What keeps me interested in this legal niche is the powerful ability to help real people with manageable problems, though very often they do not see any way through the thickets. That is the beauty and attraction of this practice. What an opportunity to make a living while helping others, many of them in such tough spots that many of us would be eager to help even if we didn’t get paid for the work. Several years ago, SNA member Steve Dale told two beautiful stories about the practice area, which spoke to me at the time: https://elder-

Attach yourself to a mentor, and ingratiate yourself with her or him. Approach the practice area with curiosity and humility. No matter how much you think you already know about special needs, there is a lot still to be learned (true for people of my age as well). You’ve had some extraordinary and unique experiences and life lessons. Any random group of people ten or 20 years older than you have had far, far more. And an organization like the Special Needs Alliance is chock-full of people with extraordinary experiences. And they all want to tell you about them.

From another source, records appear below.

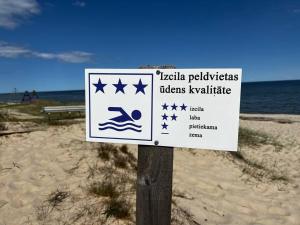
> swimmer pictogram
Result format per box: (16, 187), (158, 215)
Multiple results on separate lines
(99, 107), (142, 132)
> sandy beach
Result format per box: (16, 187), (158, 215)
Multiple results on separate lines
(0, 111), (300, 225)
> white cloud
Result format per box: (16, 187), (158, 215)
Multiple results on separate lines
(0, 41), (93, 63)
(73, 0), (86, 7)
(0, 0), (40, 29)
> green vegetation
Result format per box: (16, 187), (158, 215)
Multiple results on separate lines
(47, 190), (70, 208)
(88, 180), (120, 198)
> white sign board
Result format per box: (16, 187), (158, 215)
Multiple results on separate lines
(85, 69), (242, 151)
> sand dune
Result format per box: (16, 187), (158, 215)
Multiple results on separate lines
(0, 115), (300, 225)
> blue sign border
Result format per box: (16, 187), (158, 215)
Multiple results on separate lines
(89, 73), (153, 141)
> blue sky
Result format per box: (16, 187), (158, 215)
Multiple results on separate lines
(0, 0), (300, 92)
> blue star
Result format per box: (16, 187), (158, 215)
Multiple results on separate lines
(162, 122), (168, 129)
(133, 79), (148, 94)
(171, 103), (177, 110)
(162, 103), (169, 110)
(93, 78), (107, 93)
(162, 114), (168, 120)
(171, 114), (178, 120)
(180, 103), (187, 111)
(114, 78), (127, 94)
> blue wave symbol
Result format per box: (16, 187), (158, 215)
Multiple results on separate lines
(99, 122), (142, 132)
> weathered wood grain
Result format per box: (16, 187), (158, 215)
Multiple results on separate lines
(136, 145), (174, 225)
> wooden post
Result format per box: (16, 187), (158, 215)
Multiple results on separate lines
(136, 65), (175, 225)
(136, 145), (174, 225)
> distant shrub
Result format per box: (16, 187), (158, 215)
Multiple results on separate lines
(88, 180), (119, 198)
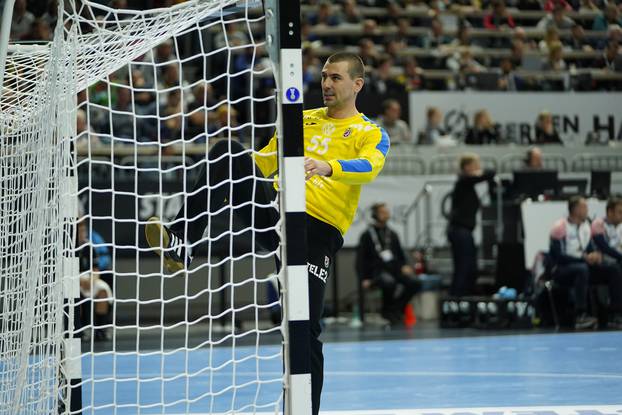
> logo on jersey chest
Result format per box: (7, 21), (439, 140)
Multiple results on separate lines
(307, 262), (328, 283)
(322, 122), (335, 137)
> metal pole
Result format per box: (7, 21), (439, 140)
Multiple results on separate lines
(425, 185), (432, 249)
(495, 177), (504, 244)
(0, 0), (15, 99)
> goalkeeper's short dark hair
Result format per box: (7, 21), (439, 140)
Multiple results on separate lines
(326, 52), (365, 79)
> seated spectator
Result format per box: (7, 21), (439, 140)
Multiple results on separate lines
(538, 26), (561, 53)
(158, 63), (190, 105)
(419, 107), (446, 145)
(77, 218), (113, 341)
(370, 56), (403, 96)
(359, 38), (379, 68)
(515, 0), (542, 10)
(396, 56), (423, 92)
(510, 39), (525, 68)
(537, 2), (574, 30)
(579, 0), (601, 12)
(464, 110), (501, 144)
(592, 2), (622, 31)
(41, 0), (58, 28)
(542, 42), (566, 71)
(214, 20), (250, 49)
(447, 153), (495, 297)
(534, 111), (564, 144)
(378, 99), (412, 144)
(422, 17), (451, 49)
(210, 104), (239, 138)
(549, 196), (622, 329)
(395, 17), (421, 46)
(356, 203), (421, 324)
(75, 109), (101, 152)
(525, 147), (544, 170)
(385, 1), (404, 26)
(185, 82), (217, 142)
(22, 19), (52, 42)
(484, 0), (516, 30)
(449, 21), (478, 48)
(302, 46), (322, 92)
(308, 1), (341, 26)
(106, 86), (142, 140)
(592, 196), (622, 266)
(342, 0), (363, 24)
(361, 19), (384, 43)
(543, 0), (572, 13)
(497, 58), (517, 91)
(160, 89), (184, 143)
(9, 0), (35, 40)
(567, 23), (592, 52)
(447, 47), (486, 75)
(592, 40), (622, 72)
(384, 38), (406, 66)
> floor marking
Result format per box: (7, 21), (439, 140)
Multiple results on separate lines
(95, 370), (622, 383)
(182, 405), (622, 415)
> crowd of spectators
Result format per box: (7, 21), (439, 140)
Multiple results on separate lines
(11, 0), (622, 150)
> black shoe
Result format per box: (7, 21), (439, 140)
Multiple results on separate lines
(94, 329), (109, 342)
(145, 216), (192, 273)
(574, 313), (598, 330)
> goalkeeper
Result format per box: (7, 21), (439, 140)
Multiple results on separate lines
(145, 52), (389, 414)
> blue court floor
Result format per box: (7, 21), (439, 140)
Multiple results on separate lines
(83, 332), (622, 415)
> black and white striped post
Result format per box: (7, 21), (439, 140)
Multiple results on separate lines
(60, 141), (82, 413)
(266, 0), (312, 415)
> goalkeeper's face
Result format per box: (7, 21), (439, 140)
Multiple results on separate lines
(322, 62), (363, 109)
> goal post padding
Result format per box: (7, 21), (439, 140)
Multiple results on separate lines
(0, 0), (304, 414)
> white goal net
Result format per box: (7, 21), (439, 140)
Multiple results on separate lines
(0, 0), (284, 414)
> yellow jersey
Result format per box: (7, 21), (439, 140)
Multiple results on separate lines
(254, 107), (390, 235)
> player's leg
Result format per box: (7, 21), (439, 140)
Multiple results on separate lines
(395, 273), (421, 317)
(447, 226), (471, 297)
(374, 272), (398, 323)
(145, 140), (278, 271)
(307, 215), (343, 415)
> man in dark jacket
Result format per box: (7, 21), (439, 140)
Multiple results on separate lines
(356, 203), (421, 323)
(549, 196), (622, 329)
(447, 154), (495, 296)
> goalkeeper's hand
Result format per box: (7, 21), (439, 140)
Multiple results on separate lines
(305, 157), (333, 180)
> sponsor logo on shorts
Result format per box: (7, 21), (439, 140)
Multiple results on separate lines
(307, 257), (328, 284)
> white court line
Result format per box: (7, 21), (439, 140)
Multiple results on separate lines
(90, 370), (622, 380)
(177, 405), (622, 415)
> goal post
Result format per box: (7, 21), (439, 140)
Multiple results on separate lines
(0, 0), (311, 415)
(266, 0), (312, 415)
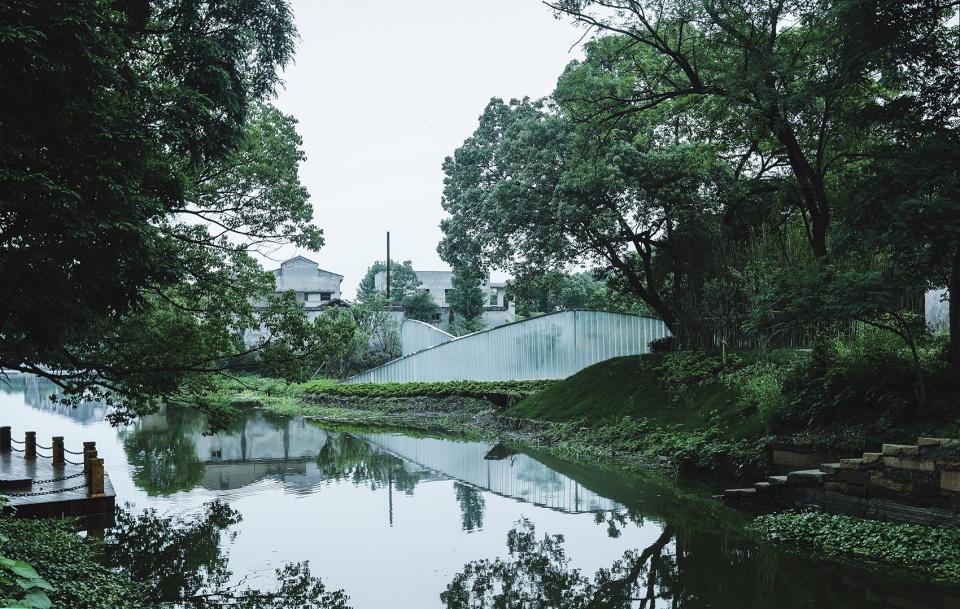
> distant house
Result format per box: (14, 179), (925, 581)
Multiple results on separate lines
(373, 271), (516, 330)
(244, 256), (343, 344)
(256, 256), (343, 318)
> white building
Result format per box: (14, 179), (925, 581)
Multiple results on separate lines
(258, 256), (343, 319)
(373, 271), (516, 330)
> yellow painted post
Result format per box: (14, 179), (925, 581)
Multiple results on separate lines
(83, 442), (97, 488)
(23, 431), (37, 459)
(53, 436), (66, 466)
(87, 459), (104, 497)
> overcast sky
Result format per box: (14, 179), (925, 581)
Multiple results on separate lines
(263, 0), (583, 298)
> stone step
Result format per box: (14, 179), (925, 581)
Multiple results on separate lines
(883, 444), (920, 457)
(767, 476), (787, 486)
(723, 488), (757, 499)
(787, 469), (827, 486)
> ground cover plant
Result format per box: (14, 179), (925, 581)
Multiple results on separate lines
(755, 512), (960, 582)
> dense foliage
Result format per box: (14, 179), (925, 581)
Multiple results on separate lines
(0, 0), (339, 428)
(303, 381), (557, 404)
(440, 0), (960, 366)
(756, 512), (960, 582)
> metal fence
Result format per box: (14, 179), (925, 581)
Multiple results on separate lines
(400, 319), (455, 355)
(344, 311), (670, 383)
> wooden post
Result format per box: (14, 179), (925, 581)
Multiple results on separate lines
(87, 459), (104, 497)
(53, 436), (66, 467)
(83, 442), (97, 488)
(23, 431), (37, 459)
(83, 442), (97, 469)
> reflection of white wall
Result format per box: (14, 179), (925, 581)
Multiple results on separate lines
(925, 289), (950, 332)
(355, 434), (623, 513)
(191, 416), (327, 463)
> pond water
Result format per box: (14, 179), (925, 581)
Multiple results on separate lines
(0, 376), (960, 609)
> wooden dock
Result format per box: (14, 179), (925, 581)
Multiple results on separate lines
(0, 427), (116, 521)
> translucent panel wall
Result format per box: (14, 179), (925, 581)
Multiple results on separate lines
(400, 319), (454, 355)
(344, 311), (669, 383)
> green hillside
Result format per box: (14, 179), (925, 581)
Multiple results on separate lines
(506, 354), (762, 439)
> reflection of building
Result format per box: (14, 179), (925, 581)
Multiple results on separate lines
(373, 271), (516, 330)
(357, 434), (623, 513)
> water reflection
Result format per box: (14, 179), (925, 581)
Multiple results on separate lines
(0, 372), (960, 609)
(440, 513), (960, 609)
(359, 434), (623, 514)
(0, 372), (107, 425)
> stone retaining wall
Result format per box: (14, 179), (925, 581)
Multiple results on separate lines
(724, 438), (960, 527)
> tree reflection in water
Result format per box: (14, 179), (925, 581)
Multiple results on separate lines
(104, 501), (348, 609)
(317, 432), (420, 495)
(440, 510), (956, 609)
(121, 407), (206, 496)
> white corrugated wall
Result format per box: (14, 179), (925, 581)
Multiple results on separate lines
(344, 311), (669, 383)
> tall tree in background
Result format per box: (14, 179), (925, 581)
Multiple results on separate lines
(357, 260), (422, 306)
(0, 0), (323, 422)
(447, 271), (488, 336)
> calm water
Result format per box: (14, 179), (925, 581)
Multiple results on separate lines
(0, 377), (960, 609)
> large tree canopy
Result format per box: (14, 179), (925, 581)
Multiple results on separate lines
(439, 0), (960, 356)
(0, 0), (338, 422)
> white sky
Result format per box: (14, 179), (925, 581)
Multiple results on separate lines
(262, 0), (583, 299)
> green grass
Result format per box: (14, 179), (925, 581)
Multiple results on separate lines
(506, 352), (792, 440)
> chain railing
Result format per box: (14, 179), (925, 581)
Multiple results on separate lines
(0, 426), (105, 497)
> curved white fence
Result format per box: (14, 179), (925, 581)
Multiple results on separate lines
(400, 319), (456, 355)
(343, 311), (670, 383)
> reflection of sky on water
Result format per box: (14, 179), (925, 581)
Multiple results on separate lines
(0, 376), (661, 609)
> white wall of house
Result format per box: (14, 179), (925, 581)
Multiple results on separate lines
(924, 289), (950, 332)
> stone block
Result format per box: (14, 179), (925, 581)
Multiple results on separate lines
(772, 448), (823, 467)
(883, 456), (935, 472)
(823, 482), (850, 495)
(820, 463), (840, 475)
(912, 481), (940, 501)
(834, 469), (871, 486)
(883, 444), (920, 457)
(823, 490), (868, 516)
(940, 472), (960, 493)
(870, 473), (907, 496)
(840, 459), (863, 469)
(787, 469), (826, 486)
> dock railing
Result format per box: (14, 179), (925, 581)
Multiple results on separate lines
(0, 426), (104, 497)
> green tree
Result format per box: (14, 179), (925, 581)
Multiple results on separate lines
(447, 271), (487, 336)
(510, 272), (603, 316)
(357, 260), (421, 306)
(322, 295), (400, 378)
(439, 95), (730, 333)
(0, 0), (330, 422)
(400, 290), (437, 322)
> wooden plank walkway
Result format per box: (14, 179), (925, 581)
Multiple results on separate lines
(0, 451), (116, 518)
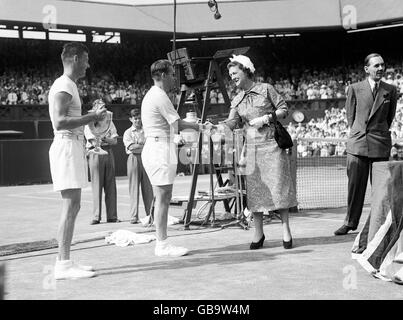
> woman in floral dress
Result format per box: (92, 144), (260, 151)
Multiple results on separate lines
(219, 55), (297, 250)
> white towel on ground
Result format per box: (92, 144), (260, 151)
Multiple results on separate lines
(140, 215), (180, 227)
(105, 230), (157, 247)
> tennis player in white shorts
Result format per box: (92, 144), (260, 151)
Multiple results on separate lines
(141, 60), (211, 257)
(49, 43), (106, 280)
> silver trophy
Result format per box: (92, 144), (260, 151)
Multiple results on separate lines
(88, 99), (113, 154)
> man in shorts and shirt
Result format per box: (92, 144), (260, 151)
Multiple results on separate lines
(84, 121), (120, 225)
(141, 60), (212, 257)
(49, 43), (106, 280)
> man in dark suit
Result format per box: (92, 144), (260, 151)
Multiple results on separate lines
(334, 53), (397, 235)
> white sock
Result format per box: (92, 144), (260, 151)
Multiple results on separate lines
(56, 259), (72, 268)
(156, 239), (168, 247)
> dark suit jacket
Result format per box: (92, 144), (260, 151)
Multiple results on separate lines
(346, 79), (397, 158)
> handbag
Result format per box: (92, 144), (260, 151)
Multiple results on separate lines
(271, 111), (294, 149)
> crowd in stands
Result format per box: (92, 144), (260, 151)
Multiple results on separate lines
(0, 62), (403, 105)
(0, 39), (403, 105)
(287, 98), (403, 157)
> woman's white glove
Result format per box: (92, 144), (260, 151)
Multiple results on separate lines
(249, 114), (270, 129)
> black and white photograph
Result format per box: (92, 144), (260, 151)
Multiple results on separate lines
(0, 0), (403, 306)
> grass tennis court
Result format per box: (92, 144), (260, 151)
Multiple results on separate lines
(297, 159), (371, 209)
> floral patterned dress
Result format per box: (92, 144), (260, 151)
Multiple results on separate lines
(224, 83), (297, 212)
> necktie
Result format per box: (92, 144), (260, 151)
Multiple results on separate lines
(372, 82), (379, 99)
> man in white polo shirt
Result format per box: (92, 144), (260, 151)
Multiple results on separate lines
(141, 60), (211, 257)
(49, 43), (106, 280)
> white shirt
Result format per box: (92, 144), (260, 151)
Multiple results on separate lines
(48, 75), (84, 136)
(84, 121), (119, 148)
(141, 86), (180, 138)
(368, 77), (381, 92)
(123, 125), (145, 154)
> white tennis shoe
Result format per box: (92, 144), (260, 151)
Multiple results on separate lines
(54, 260), (96, 280)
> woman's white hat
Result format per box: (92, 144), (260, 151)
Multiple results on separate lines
(229, 54), (255, 73)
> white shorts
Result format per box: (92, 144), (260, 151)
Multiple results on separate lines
(141, 138), (178, 186)
(49, 135), (88, 191)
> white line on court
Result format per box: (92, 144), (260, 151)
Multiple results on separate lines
(293, 217), (341, 222)
(8, 194), (130, 206)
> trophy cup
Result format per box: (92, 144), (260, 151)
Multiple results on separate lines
(88, 99), (113, 155)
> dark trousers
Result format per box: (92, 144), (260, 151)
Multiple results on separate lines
(88, 147), (117, 221)
(127, 154), (154, 220)
(344, 154), (389, 229)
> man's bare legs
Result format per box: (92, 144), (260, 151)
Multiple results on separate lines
(153, 184), (188, 257)
(153, 184), (173, 241)
(55, 189), (95, 280)
(57, 189), (81, 260)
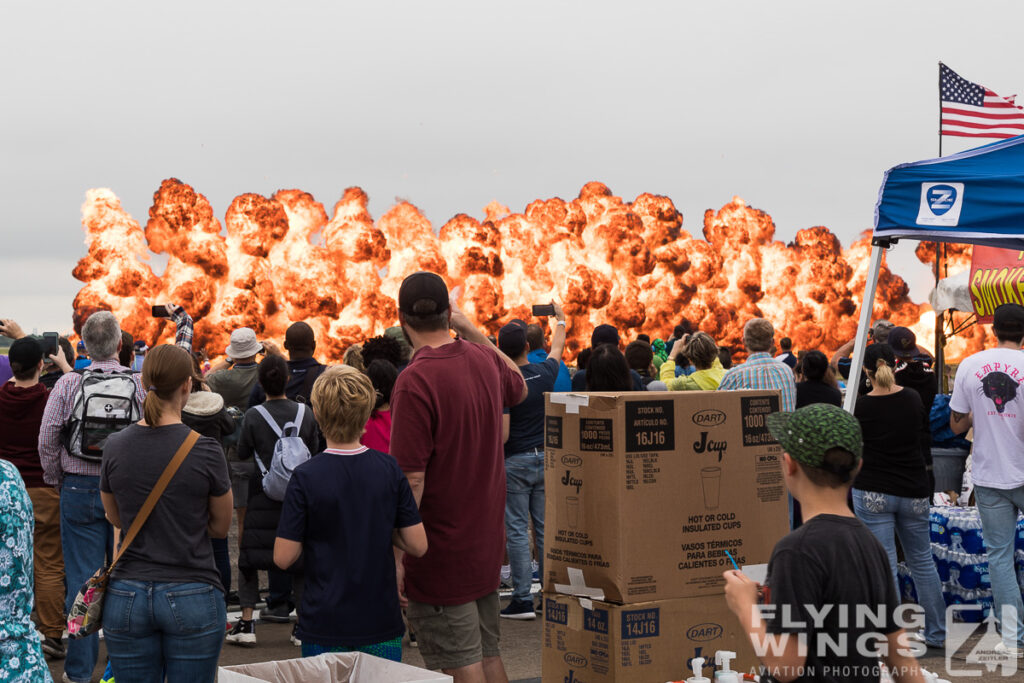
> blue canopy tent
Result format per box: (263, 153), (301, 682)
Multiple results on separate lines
(844, 135), (1024, 413)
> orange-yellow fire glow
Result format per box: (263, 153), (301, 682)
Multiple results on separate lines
(74, 178), (983, 360)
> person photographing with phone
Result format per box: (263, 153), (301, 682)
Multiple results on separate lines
(498, 302), (565, 620)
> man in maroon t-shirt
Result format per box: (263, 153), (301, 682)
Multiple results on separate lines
(391, 272), (527, 683)
(0, 337), (72, 657)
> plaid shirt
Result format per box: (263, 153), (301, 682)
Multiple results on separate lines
(718, 352), (797, 412)
(171, 306), (193, 353)
(39, 306), (193, 488)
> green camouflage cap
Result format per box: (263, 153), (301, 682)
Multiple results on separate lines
(767, 403), (863, 467)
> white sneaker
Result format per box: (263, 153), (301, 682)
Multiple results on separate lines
(992, 641), (1024, 659)
(224, 618), (256, 647)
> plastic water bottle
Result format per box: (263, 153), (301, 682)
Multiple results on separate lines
(929, 506), (950, 548)
(947, 550), (964, 588)
(932, 543), (949, 584)
(963, 508), (985, 555)
(959, 553), (987, 590)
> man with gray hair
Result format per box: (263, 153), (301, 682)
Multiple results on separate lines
(39, 305), (193, 683)
(39, 310), (145, 683)
(718, 317), (797, 413)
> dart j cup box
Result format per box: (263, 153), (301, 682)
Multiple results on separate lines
(541, 594), (758, 683)
(544, 390), (788, 604)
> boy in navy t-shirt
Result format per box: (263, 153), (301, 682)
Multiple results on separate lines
(273, 366), (427, 661)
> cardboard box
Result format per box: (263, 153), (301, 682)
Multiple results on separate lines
(544, 391), (788, 603)
(217, 652), (452, 683)
(541, 595), (757, 683)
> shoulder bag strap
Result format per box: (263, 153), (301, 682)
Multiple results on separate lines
(285, 403), (306, 436)
(256, 404), (283, 438)
(106, 430), (199, 573)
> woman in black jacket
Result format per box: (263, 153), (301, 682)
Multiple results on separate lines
(226, 355), (319, 647)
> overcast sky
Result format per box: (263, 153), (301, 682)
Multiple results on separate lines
(0, 0), (1024, 331)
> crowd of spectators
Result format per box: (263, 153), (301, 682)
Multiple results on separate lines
(0, 272), (966, 683)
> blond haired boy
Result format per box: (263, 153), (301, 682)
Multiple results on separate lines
(273, 366), (427, 661)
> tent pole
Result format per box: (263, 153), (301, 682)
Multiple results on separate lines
(935, 61), (946, 393)
(843, 240), (891, 414)
(935, 248), (946, 393)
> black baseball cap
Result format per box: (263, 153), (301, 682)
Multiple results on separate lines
(398, 270), (450, 315)
(889, 328), (918, 358)
(7, 337), (43, 373)
(590, 324), (618, 348)
(285, 321), (316, 353)
(992, 303), (1024, 335)
(498, 318), (526, 358)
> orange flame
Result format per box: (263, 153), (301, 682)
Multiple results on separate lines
(68, 178), (978, 360)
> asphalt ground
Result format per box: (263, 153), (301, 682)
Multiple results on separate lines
(48, 522), (1003, 683)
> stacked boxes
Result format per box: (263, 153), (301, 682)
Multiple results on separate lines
(543, 391), (788, 683)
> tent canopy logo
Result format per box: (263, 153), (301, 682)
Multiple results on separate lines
(928, 185), (959, 216)
(918, 182), (964, 227)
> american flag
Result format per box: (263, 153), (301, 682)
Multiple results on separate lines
(939, 62), (1024, 137)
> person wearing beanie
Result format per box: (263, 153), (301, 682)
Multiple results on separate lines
(391, 271), (529, 681)
(797, 351), (843, 408)
(949, 303), (1024, 657)
(572, 324), (644, 391)
(853, 348), (946, 648)
(724, 405), (924, 683)
(889, 327), (939, 411)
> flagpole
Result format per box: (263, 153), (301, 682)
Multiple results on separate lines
(929, 61), (945, 395)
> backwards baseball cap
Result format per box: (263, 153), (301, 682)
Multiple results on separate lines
(498, 318), (526, 358)
(7, 337), (43, 373)
(767, 403), (863, 480)
(889, 328), (918, 358)
(398, 270), (450, 315)
(992, 303), (1024, 335)
(871, 321), (896, 342)
(590, 325), (618, 348)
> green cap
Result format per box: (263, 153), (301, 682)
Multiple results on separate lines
(767, 403), (863, 468)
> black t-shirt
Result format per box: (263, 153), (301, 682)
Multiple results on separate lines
(97, 424), (231, 590)
(853, 389), (932, 498)
(761, 515), (899, 683)
(505, 358), (559, 458)
(572, 369), (644, 391)
(278, 449), (420, 647)
(797, 382), (843, 408)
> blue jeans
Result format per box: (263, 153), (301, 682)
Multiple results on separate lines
(853, 488), (946, 645)
(103, 581), (227, 683)
(60, 474), (114, 683)
(505, 449), (544, 600)
(974, 486), (1024, 646)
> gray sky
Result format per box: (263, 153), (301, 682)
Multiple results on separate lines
(0, 0), (1024, 331)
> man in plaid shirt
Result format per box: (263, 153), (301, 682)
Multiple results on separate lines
(718, 317), (797, 413)
(39, 305), (193, 683)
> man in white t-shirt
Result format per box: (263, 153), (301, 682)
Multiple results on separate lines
(949, 303), (1024, 656)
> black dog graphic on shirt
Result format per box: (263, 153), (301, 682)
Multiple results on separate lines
(981, 373), (1017, 413)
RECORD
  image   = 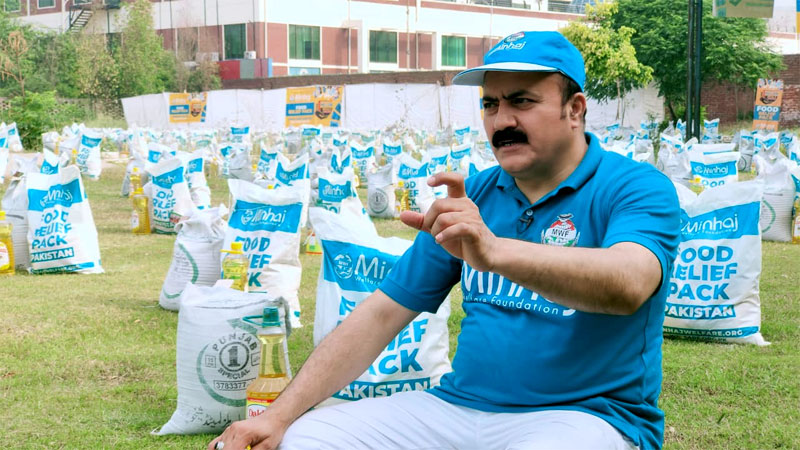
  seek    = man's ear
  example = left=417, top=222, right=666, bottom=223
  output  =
left=567, top=92, right=586, bottom=126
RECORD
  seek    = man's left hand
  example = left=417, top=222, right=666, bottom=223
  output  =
left=400, top=172, right=498, bottom=272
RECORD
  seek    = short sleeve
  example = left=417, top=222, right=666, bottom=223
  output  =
left=601, top=166, right=680, bottom=286
left=378, top=232, right=461, bottom=313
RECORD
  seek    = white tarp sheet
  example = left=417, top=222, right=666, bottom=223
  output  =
left=122, top=83, right=664, bottom=131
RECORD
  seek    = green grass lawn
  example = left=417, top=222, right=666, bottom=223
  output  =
left=0, top=161, right=800, bottom=449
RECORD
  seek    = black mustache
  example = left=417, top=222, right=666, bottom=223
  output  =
left=492, top=128, right=528, bottom=148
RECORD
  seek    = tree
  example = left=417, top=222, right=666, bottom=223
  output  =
left=611, top=0, right=783, bottom=120
left=0, top=30, right=31, bottom=97
left=74, top=34, right=119, bottom=106
left=560, top=2, right=653, bottom=120
left=115, top=0, right=175, bottom=97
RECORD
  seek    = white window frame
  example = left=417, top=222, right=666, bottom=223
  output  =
left=3, top=0, right=23, bottom=12
left=36, top=0, right=58, bottom=11
left=439, top=34, right=469, bottom=70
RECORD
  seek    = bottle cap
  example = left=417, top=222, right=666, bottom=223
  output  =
left=261, top=306, right=281, bottom=327
left=220, top=242, right=244, bottom=255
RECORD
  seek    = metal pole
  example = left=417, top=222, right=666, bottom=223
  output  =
left=685, top=0, right=694, bottom=140
left=693, top=0, right=703, bottom=139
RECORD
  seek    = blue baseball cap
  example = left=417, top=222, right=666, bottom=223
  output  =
left=453, top=31, right=586, bottom=91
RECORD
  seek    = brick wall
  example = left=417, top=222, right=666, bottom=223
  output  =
left=701, top=55, right=800, bottom=128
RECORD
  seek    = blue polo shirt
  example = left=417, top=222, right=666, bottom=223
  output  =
left=380, top=133, right=680, bottom=448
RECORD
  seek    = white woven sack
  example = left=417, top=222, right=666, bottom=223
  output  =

I got in trouble in the sixth grade when my teacher asked us “who was the greatest person ever to live?” I hesitatingly raised my hand and offered “Albert Einstein?” That wasn’t the answer he was looking for (you can probably figure out the “correct” answer if I tell you I was raised in rural Utah). But I’m still hooked on Albert Einstein.

I’ve recently read a lot about James A. Garfield and Chester A. Arthur. The former was a model of probity, energy, and imagination. The latter was a political hack who redeemed himself in the name of his fallen leader. Both had admirable traits, it seems to me.

Perhaps because I’m now thinking politically, or because I grew up as such an outsider (as a non-Mormon in Utah), but my mind gravitates to Barack Obama. OK – also Michelle. I’d love to have half the grace, intelligence, and dignity of either one of them.

Leona McCarrey, my fifth grade teacher, once saw me as I walked into the school building. “Bruce Fleming,” she said (I went by Bruce until I left Utah), “I saw you walking toward school this morning, and you were dawdling. You need to always look like you have someplace to go, even if you don’t.” That has stuck with me.

In a more academic vein, in law school I learned that everyone else is as anxious and as uncertain as you are about your understanding of complex issues. If you act like you know what you’re talking about (or, for that matter, whether you have someplace to go), you can fool a lot of people.

You know, I’m not much in favor of maintaining a bucket list. It implies that the only reason you continue to live is to accomplish a set of pre-established goals, or that if you managed to get them all done you might just as well die, or if you don’t get them all done you’re a failure. Instead, I’ll stick with “I hope to travel, to drink some really fine wines, and to chat in casual settings with some really interesting people. And I aspire to do all of those things regularly.”